Money market in 401K

B

Bill

Guest
I am planning on early retirement in about 4-7 years (I'm 49 now). Most of my investments are in my company's 401K. I currently have it split in mostly Vanguard mutual funds as 23% large cap, 12% mid cap, 10% small cap, 15% international, 30% bond funds and 10% money market, mostly index funds.

I'm wondering about the money market and am considering moving that into the other funds. Right now, the money market is losing money when I consider inflation and since it's in a 401K I can't really us it for emergencies. It's just sitting there glaring at me.

I was thinking of moving the money market to the inflation protected fund - VIPSX. Another possibility is to add a percent to the stock funds and six percent to the bond funds. Or just two percent more to all of them.

Thoughts?

Thanks a lot and I can't wait to FIRE. God I'm bored.
 
Bill, I'm having similar thoughts. A Money Market account using Qualified money (as in an IRA) is a good safe parking zone for short term use. But longer term, as you point out, it loses vs. inflation.

I have a similar problem, but with unqualified money. Early in the year, I was happy with the amount of cash-like I had, at least I wasn't losing any of it! But time is getting on, my stocks are picking up, and the bonds are doing mostly acceptable too. I need to start doing something about some of the cash-like now. I'm thinking some into TIPS directly, or VIPSX, maybe some in both. I like the idea of another diversified asset class.

There was a study performed by Ibbotson Associates that showed TIPS is a new asset class, that it doesn't correlate with stocks or bonds. But I wonder what the effect of building a mutual fund like VIPSX primarily, but not exclusively around TIPS does to the previous lack of correlation. Whether it starts to have some correlation, and loses a bit of its diversity.

Anyway, I'll also be debating what to do with some of the rest beyond TIPS, whether to salt that across existing investments in the same proportions as now, or what.
 
The main function of a money market account for most people should be to provide liquidity -- i.e., a ready source of cash for large purchases like a car or for emergency use. The most logical place for this type account is therefore outside of any "qualified" accounts. The fact that the interest is taxable does not matter too much now that short term interest rates are so low.

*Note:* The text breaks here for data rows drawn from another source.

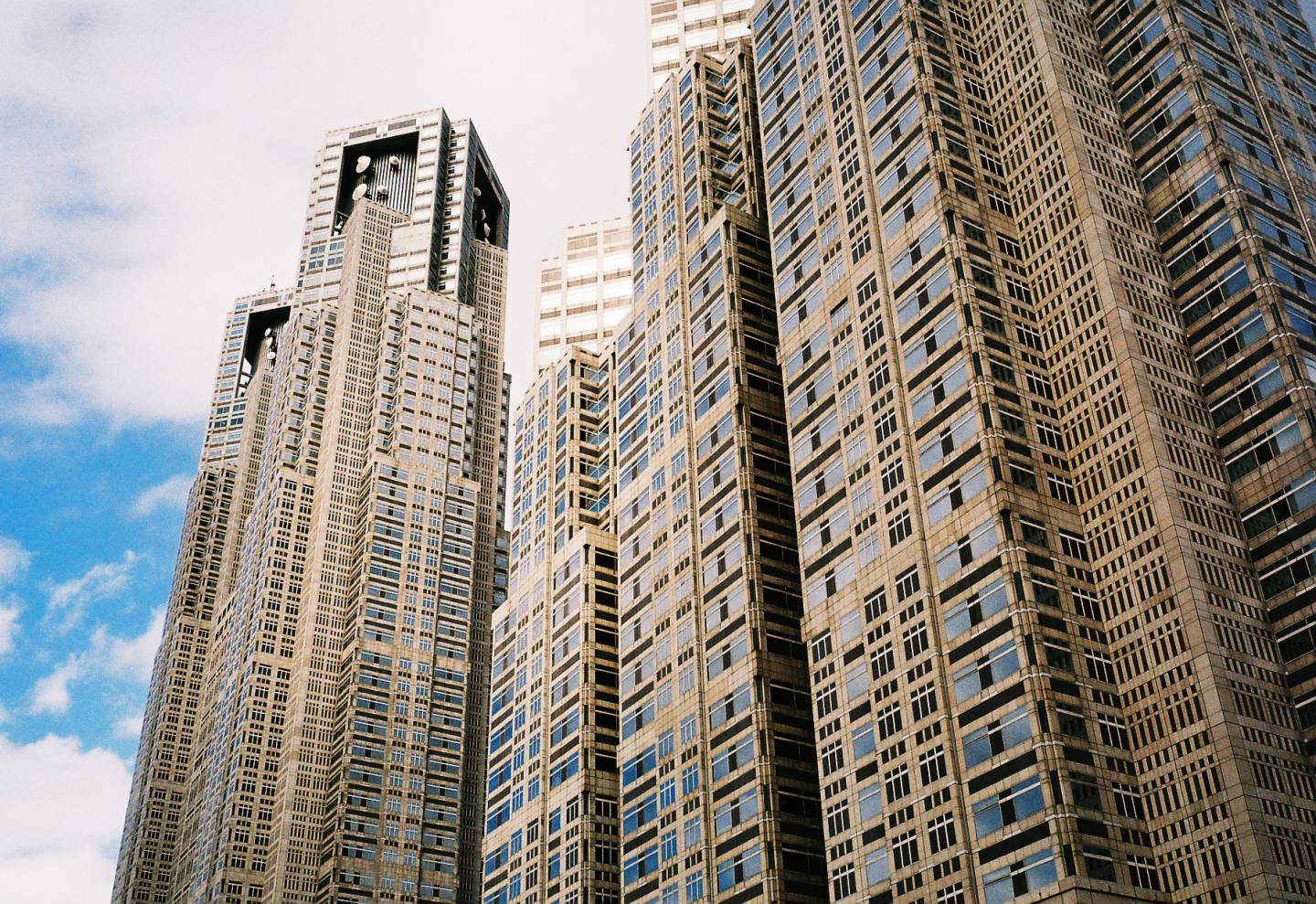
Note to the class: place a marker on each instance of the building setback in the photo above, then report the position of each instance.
(343, 554)
(552, 814)
(678, 27)
(664, 463)
(1045, 296)
(586, 291)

An alternative investment that pays somewhat more interest and is still highly liquid is a short term bond fund of the type that Vanguard offers. About the only disadvantage to such a fund is the nuisance of having to report the capital gain or loss on each withdrawal on Schedule D of your annual income tax form. (Usually, these capital gains/losses are very minor and tend to offset one another.)

"Qualified" accounts are best used for long-term investments that presumably will pay a higher rate of return, which will then be tax-deferred or (in the case of Roth IRAs and educational savings accounts) tax-free. I think that TIPs are a great addition to these accounts -- especially as a substitute for "conventional" long-term bonds that are quite possibly in a "bubble" of their own now. The return on TIPs can be expected to correlate with the total return on other Treasuries of similar maturity, but not to fluctuate to nearly the same degree -- especially on an inflation-adjusted basis, which is what really matters.